Abstract

Examination of sedimentary basins in east-central Idaho and analysis of previous work in western Montana indicate that late middle Eocene to Oligocene extension north of the eastern Snake River Plain was confined to a north- to north-northwest-trending rift zone, 100 ±25 km wide. In east-central Idaho, six remnants of half grabens preserve up to 2.6 km of Eocene to Oligocene boulder to pebble conglomerate, sandstone, and intercalated tuff. The Paleogene basin-bounding normal faults strike north to north-northwest, dip west, and accommodated up to 10 km of dip slip. Clasts at the base of each basin-fill sequence were derived almost exclusively from underlying middle Eocene volcanic rocks, whereas higher in the section, the detritus was derived increasingly from pre-Tertiary formations exposed in the footwall of the basin-bounding normal faults.

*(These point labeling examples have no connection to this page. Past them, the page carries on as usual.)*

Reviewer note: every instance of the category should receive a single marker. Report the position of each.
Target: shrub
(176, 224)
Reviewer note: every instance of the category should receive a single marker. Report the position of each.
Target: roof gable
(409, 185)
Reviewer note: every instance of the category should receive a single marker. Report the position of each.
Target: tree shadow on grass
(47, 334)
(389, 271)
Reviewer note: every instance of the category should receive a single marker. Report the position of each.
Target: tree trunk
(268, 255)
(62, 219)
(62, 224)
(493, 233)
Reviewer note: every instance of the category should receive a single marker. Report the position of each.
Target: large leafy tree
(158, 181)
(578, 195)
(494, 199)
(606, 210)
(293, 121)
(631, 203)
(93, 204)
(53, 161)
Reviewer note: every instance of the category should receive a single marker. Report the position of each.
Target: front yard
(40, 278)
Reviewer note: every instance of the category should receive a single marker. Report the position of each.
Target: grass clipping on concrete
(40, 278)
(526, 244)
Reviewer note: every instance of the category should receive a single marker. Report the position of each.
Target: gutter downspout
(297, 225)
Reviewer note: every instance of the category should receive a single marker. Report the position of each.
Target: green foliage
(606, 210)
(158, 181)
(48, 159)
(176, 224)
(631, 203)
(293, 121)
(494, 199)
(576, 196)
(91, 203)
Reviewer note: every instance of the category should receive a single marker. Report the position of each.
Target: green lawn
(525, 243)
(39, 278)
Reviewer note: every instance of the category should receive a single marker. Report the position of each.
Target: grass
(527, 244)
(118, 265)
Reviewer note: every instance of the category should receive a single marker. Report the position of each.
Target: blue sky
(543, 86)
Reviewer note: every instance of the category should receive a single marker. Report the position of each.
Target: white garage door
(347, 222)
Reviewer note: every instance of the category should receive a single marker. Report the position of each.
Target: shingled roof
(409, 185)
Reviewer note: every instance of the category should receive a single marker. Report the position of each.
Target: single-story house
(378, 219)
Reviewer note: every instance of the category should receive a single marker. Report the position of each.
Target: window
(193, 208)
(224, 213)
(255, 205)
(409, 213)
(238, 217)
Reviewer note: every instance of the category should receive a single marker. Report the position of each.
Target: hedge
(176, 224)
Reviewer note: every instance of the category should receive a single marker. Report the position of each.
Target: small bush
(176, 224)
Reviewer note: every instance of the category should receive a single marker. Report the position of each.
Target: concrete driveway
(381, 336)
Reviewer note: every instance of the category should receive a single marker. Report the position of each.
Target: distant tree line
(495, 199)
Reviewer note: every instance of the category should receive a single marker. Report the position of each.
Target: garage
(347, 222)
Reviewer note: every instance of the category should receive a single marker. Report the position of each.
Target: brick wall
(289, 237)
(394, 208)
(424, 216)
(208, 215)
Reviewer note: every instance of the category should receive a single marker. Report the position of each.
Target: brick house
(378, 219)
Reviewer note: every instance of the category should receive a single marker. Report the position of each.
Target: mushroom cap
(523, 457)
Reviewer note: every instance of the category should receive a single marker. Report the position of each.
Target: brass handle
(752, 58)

The uppermost units of the basin-fill deposits typically lack volcanic clasts. Pebble-count data indicate that the basin-fill deposits were produced by unroofing of Proterozoic to Tertiary rocks in the uplifted footwall east of each basin. Slip on the basin-bounding normal faults created substantial relief and spawned gravity-emplaced slide blocks and megabreccias that interfinger with thick alluvial-fan deposits in the basins. In contrast, previous studies of the upper Eocene to lower Miocene Renova Formation in southwestern Montana suggest that relatively low relief and tectonic quiescence characterized the region east of the proposed rift zone. I speculate that a river flowing from the rift zone into a basin east of the rift shoulder may have carried fine-grained sediment into the Renova basin. Throughout east-central Idaho, initial slip on the north- to north-northwest-striking normal faults was closely associated with rhyolitic volcanism during the waning phases of Challis magmatism ca. 47-45 Ma. 40Ar/30Ar ages, however, show that sedimentation and extension outlasted volcanism by more than 15 m.y. and were largely amagmatic. Gravitational collapse of previously thickened crust probably drove this episode of extension within and west of the Sevier fold and thrust belt. I interpret the rift zone, which can be traced into western Montana and southern British Columbia, as a northward continuation of a west-directed belt of late Paleogene extension previously documented in the Great Basin.